No more EMIs for shopping
The Reserve Bank of India (RBI) has come very strongly against the ongoing practice of Retailers like Croma, The Mobile Store, Imagine, Univercell and many more in assosciation with product companies and Banks to offer interest free EMIs (Equated Monthly Instalments). Currently, Brands like Apple, Samsung and many others subsidise their products by passing on the margins to Banks in return for offerring interest free EMIs. Using a credit card, consumers can own their coveted piece of technology or household items by converting their purchases into convenient monthly payments instead of paying at one shot. Many people have bought their first iphone or other smartphones which offline and online retailers have been offering for quite a while. Believe me, it is indeed tempting. Instead of spending ₹45,000/- all together, one could pay as low as ₹4,000 for 12 months without paying a penny as interest. Even though Consumers could have paid the full sum, they prefer to pay in instalments. The scheme has graduated many who were having feature phones and CRT Tvs to upgrade to a smartphone or an LCD/LED Tv respectively.
So, where is the catch? Who bears the interest cost?
Within the organized retail trade, debit/credit card penetration is quite low at about 15-35% at the max. Banks earn 1.25-2.50% commission on such transactions from Retailers. So, at a 12% interest rate on a transaction of ₹15,000, the bank could have earned ₹1,800 as interest. Instead, it gets only 2% on the transaction. The balance 10% is usually offset by the Brand which is promoting the scheme along with the Retailer. This is on top of the Retailer margin that the Brand pays the Retailer. Therefore, the real value of the product sold is much lower than what is perceived by the customer. The Brand usually doesn't disclose the discounted price of the product so as not to lose the value the customer would derive from the product.

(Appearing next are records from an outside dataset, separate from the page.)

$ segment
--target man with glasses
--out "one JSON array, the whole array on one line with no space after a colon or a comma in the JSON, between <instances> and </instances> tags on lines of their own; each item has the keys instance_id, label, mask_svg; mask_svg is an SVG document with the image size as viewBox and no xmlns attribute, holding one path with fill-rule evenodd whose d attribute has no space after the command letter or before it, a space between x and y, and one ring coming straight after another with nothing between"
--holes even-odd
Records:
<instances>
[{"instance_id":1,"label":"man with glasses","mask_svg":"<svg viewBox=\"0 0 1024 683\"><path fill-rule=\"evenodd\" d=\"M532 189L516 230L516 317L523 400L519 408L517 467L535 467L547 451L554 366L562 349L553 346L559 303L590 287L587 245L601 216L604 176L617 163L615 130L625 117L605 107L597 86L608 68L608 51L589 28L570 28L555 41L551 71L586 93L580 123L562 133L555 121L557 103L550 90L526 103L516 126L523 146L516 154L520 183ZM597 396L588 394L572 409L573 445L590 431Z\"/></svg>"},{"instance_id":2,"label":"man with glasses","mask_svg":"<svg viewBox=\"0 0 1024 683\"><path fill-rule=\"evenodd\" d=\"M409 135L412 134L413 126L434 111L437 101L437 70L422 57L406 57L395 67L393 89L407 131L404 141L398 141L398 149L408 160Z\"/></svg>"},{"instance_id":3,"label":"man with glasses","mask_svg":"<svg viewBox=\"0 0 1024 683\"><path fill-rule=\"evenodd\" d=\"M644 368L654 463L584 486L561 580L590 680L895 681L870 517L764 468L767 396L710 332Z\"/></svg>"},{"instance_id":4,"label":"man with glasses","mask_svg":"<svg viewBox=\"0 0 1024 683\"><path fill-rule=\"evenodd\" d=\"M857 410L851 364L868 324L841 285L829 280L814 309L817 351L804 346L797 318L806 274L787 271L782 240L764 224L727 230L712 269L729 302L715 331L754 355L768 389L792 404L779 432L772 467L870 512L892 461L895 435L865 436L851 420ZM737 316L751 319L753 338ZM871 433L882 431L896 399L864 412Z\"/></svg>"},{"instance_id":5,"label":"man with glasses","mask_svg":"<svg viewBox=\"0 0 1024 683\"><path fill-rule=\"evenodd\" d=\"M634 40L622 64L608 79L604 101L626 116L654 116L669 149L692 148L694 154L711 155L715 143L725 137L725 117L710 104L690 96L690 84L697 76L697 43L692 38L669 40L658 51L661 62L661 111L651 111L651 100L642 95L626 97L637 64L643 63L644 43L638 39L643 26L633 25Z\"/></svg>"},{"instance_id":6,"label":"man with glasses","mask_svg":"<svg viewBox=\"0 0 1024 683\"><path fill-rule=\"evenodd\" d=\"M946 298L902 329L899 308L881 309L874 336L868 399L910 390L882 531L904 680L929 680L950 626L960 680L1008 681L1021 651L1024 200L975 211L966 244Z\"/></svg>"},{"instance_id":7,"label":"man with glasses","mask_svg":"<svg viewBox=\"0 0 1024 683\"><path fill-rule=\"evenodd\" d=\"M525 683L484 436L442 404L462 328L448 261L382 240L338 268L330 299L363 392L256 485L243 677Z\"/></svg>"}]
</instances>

The scheme has been a massive hit especially among youngsters and first time income earners who are new into their jobs but would like to impress people around them with fine gadgets et al.

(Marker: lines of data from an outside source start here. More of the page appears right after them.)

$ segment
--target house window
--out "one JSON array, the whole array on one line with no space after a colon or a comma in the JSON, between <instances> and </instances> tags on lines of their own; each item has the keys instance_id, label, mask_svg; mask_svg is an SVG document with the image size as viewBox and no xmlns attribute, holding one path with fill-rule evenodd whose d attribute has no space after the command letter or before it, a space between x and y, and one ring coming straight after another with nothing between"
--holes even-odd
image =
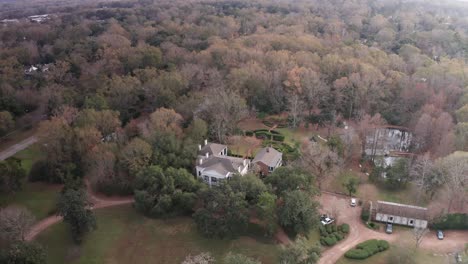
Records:
<instances>
[{"instance_id":1,"label":"house window","mask_svg":"<svg viewBox=\"0 0 468 264\"><path fill-rule=\"evenodd\" d=\"M273 169L274 169L273 167L268 167L268 171L269 171L269 172L272 172Z\"/></svg>"},{"instance_id":2,"label":"house window","mask_svg":"<svg viewBox=\"0 0 468 264\"><path fill-rule=\"evenodd\" d=\"M199 176L199 177L201 176L201 171L198 171L198 176Z\"/></svg>"},{"instance_id":3,"label":"house window","mask_svg":"<svg viewBox=\"0 0 468 264\"><path fill-rule=\"evenodd\" d=\"M409 220L410 225L414 225L414 220Z\"/></svg>"},{"instance_id":4,"label":"house window","mask_svg":"<svg viewBox=\"0 0 468 264\"><path fill-rule=\"evenodd\" d=\"M205 176L205 177L203 177L203 180L204 180L205 182L210 182L210 177Z\"/></svg>"},{"instance_id":5,"label":"house window","mask_svg":"<svg viewBox=\"0 0 468 264\"><path fill-rule=\"evenodd\" d=\"M218 184L218 179L215 177L211 177L211 184Z\"/></svg>"}]
</instances>

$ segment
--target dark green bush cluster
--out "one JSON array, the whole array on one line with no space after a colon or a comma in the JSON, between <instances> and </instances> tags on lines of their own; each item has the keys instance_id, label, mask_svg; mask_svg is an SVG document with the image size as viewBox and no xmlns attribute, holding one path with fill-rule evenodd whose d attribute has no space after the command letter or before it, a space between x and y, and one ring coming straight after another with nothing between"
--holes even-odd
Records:
<instances>
[{"instance_id":1,"label":"dark green bush cluster","mask_svg":"<svg viewBox=\"0 0 468 264\"><path fill-rule=\"evenodd\" d=\"M327 225L327 226L320 226L320 244L324 246L333 246L338 241L345 238L346 234L349 233L349 225L342 224L340 226L337 225Z\"/></svg>"},{"instance_id":2,"label":"dark green bush cluster","mask_svg":"<svg viewBox=\"0 0 468 264\"><path fill-rule=\"evenodd\" d=\"M390 247L387 241L371 239L360 243L356 248L348 250L345 257L350 259L366 259Z\"/></svg>"},{"instance_id":3,"label":"dark green bush cluster","mask_svg":"<svg viewBox=\"0 0 468 264\"><path fill-rule=\"evenodd\" d=\"M348 224L342 224L340 227L341 232L348 234L349 233L349 225Z\"/></svg>"},{"instance_id":4,"label":"dark green bush cluster","mask_svg":"<svg viewBox=\"0 0 468 264\"><path fill-rule=\"evenodd\" d=\"M377 224L374 223L374 222L367 223L366 226L367 226L368 228L370 228L370 229L379 229L379 225L377 225Z\"/></svg>"},{"instance_id":5,"label":"dark green bush cluster","mask_svg":"<svg viewBox=\"0 0 468 264\"><path fill-rule=\"evenodd\" d=\"M36 161L29 171L29 181L47 181L47 163L43 160Z\"/></svg>"},{"instance_id":6,"label":"dark green bush cluster","mask_svg":"<svg viewBox=\"0 0 468 264\"><path fill-rule=\"evenodd\" d=\"M434 229L468 230L468 214L448 214L432 224Z\"/></svg>"},{"instance_id":7,"label":"dark green bush cluster","mask_svg":"<svg viewBox=\"0 0 468 264\"><path fill-rule=\"evenodd\" d=\"M367 221L369 220L369 216L370 216L370 211L369 211L369 209L367 209L367 208L362 208L362 211L361 211L361 219L362 219L362 221L367 222Z\"/></svg>"}]
</instances>

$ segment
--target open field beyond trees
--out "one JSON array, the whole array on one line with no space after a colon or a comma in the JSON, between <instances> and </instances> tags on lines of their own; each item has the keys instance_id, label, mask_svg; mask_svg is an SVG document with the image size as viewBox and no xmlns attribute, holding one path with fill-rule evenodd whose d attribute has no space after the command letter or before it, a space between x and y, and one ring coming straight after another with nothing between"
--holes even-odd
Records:
<instances>
[{"instance_id":1,"label":"open field beyond trees","mask_svg":"<svg viewBox=\"0 0 468 264\"><path fill-rule=\"evenodd\" d=\"M46 247L49 264L61 263L181 263L189 254L209 251L216 259L229 252L277 263L279 246L249 228L250 236L234 240L201 236L190 218L149 219L131 206L96 211L98 229L82 245L75 245L63 223L38 237ZM218 263L218 262L217 262Z\"/></svg>"},{"instance_id":2,"label":"open field beyond trees","mask_svg":"<svg viewBox=\"0 0 468 264\"><path fill-rule=\"evenodd\" d=\"M41 159L42 153L36 144L18 152L14 157L21 160L26 174L29 174L32 164ZM0 207L7 205L24 206L39 220L54 213L60 188L61 185L59 184L29 182L26 178L23 180L23 187L20 191L0 195Z\"/></svg>"}]
</instances>

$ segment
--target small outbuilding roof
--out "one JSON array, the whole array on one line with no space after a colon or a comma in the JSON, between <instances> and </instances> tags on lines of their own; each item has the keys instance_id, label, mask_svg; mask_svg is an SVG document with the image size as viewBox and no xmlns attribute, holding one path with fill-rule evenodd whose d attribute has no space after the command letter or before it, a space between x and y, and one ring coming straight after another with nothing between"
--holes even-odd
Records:
<instances>
[{"instance_id":1,"label":"small outbuilding roof","mask_svg":"<svg viewBox=\"0 0 468 264\"><path fill-rule=\"evenodd\" d=\"M200 155L205 156L206 153L211 155L219 155L223 149L227 148L226 145L218 144L218 143L207 143L205 144L202 149L200 150Z\"/></svg>"},{"instance_id":2,"label":"small outbuilding roof","mask_svg":"<svg viewBox=\"0 0 468 264\"><path fill-rule=\"evenodd\" d=\"M265 165L269 167L275 167L278 162L282 159L283 154L272 147L262 148L255 158L253 159L252 163L256 162L263 162Z\"/></svg>"},{"instance_id":3,"label":"small outbuilding roof","mask_svg":"<svg viewBox=\"0 0 468 264\"><path fill-rule=\"evenodd\" d=\"M376 210L377 213L387 215L401 216L420 220L427 220L428 218L427 208L414 205L377 201Z\"/></svg>"}]
</instances>

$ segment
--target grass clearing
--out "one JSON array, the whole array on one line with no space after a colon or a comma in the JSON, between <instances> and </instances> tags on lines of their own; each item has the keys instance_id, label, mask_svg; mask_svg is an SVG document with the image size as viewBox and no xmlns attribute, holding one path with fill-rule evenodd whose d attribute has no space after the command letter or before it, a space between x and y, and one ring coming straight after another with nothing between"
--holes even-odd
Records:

The Banks usually anticipate a credit roll over, which means the customer is unable to pay the EMI and therefore pays only the minimum due in a certain month and rolls over the EMI to the next month, on which the Bank earns 3% interest on the said amount. They make up the lost out interest here too.
RBI is of the opinion that such schemes mislead customers about the impact of rolled over interests by Banks. The new Governor Mr. Raghuram Rajan probably also believes that these schemes promote unwarranted consumption thereby reducing monetary liquidity in the system. Among the slew of economic measures that have been taken since Sep. 13, this is a key one. Retailers are fuming. With the impending festivals eason coming in, Brands and Retailers expected a surge in sales. But this scheme has come as a dampener. Many middle class pople who aspired for their favourite consumer durable or furniture may have to put off their puchases or pay in full.
NBFCs and private financiers have however been exempted. Bajaj Finserv which has an over 40% market share in Retail credit must be happy. But for availing the scheme provided by them, customers must furnish certain other details such as proof of income, proof of address, PAN Card, etc. So, there is still hope for Retailers and Customers. May the festival of lights bring hope to one and all and increase consumption. Consumption laeds to Growth. Retail prospers.